Plus d’une quinzaine de chefs d’Etat et de gouvernement, des dizaines de scientifiques, d’explorateurs, de climatologues se sont retrouvés au Muséum national d’histoire naturelle à Paris du 8 au 10 novembre derniers pour parler des glaces au sens large : à la fois les pôles, la banquise sur les mers, les glaciers de nos montagnes et le pergélisol - les sols en permanence gelés -. Cette nouvelle édition du One Planet Summit mis en place par Emmanuel Macron sur l’environnement intervient après celle sur le thème de la forêt en mars dernier organisée au Gabon. Pour les spécialistes de la recherche polaire, il était plus que temps de s’intéresser au sujet face au réchauffement climatique qui impose son calendrier et fait sa loi. Les chiffres sont en effet éloquents et ont de quoi alarmer. En 2019, la glace de mer Arctique a par exemple atteint son étendue minimale annuelle avec 4,15 millions de km2, soit un déficit de 33 % par rapport à la moyenne 1981-2010. Elle s’est accompagnée d’une perte de plus de 10 millions de km2 entre mars et octobre, considérée comme la quatrième plus importante depuis 1981. Le recul des glaciers (hors les grandes calottes de glace de l’Antarctique et du Groenland) a également atteint un niveau inédit depuis 2000 ans. Depuis l’année 2000, les glaciers perdent en moyenne 267 milliards de tonnes de glace par an, cette perte s’accélérant chaque année. La perte d’épaisseur cumulée des glaciers de montagne depuis les années 1970 s’élève en moyenne à près de 30 mètres. La calotte du Groenland a perdu 4890 milliards de tonnes (Gt) de glace depuis 1990, augmentant de 13.5 mm le niveau global de la mer. Partout les glaces fondent accentuant l’élévation du niveau des eaux mettant « des centaines de millions de vies en risque » souligne l’Elysée. On estime qu’à l’horizon 2100, la hausse du niveau des mers sera au minimum de 1 mètre. D’ici 2050, les scientifiques estiment que la plupart des îles Maldives auront déjà disparu. À ce stade, environ un milliard de personnes vivant dans les régions côtières de basse altitude seront exposées aux conséquences de la montée du niveau des mers et des océans. Enfin, si la totalité de la glace venait à disparaître au cours des dizaines de millénaires à venir, « la montée du niveau de la mer pourrait atteindre 58 mètres ».

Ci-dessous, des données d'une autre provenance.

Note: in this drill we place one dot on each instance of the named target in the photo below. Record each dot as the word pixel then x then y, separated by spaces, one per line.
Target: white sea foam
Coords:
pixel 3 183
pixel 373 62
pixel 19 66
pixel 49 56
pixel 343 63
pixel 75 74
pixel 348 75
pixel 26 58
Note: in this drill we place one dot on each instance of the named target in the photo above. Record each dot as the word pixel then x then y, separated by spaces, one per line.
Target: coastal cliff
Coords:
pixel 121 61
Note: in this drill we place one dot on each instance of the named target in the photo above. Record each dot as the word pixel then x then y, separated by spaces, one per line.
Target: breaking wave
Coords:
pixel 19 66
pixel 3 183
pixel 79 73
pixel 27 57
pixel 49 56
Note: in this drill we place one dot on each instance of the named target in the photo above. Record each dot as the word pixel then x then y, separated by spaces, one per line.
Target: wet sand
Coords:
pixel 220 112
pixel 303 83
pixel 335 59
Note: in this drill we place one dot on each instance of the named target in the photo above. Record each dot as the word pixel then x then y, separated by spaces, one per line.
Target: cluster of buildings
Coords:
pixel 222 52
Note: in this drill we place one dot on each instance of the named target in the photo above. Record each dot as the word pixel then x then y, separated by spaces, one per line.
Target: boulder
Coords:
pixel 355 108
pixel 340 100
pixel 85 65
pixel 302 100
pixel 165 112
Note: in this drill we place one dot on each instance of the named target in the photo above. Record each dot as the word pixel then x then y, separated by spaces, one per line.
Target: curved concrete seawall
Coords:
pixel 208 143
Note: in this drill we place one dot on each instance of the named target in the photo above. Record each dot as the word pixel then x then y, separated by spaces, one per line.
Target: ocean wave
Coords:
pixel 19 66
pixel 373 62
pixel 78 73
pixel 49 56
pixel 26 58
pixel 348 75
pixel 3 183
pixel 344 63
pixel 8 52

Il faudra aussi prendre en compte « la fonte du pergélisol qui va entraîner des risques majeurs de libération de CO2 et de potentielles nouvelles menaces pandémiques ». « Il aiguise les appétits de certains pour les richesses minières du sous-sol » a aussi prévenu le ministre de la transition écologique, Christophe Béchu.
Face à ces menaces protéiformes et pour bien en comprendre les enjeux, « la recherche polaire a besoin de moyens » a expliqué Olivier Poivre d’Arvor, ambassadeur de France pour les pôles et l’océan qui les trouve aujourd’hui « très insuffisants ». « Il faut vraiment faire prendre conscience à tous les leaders que c’est un espace fragile » a-t-il ajouté.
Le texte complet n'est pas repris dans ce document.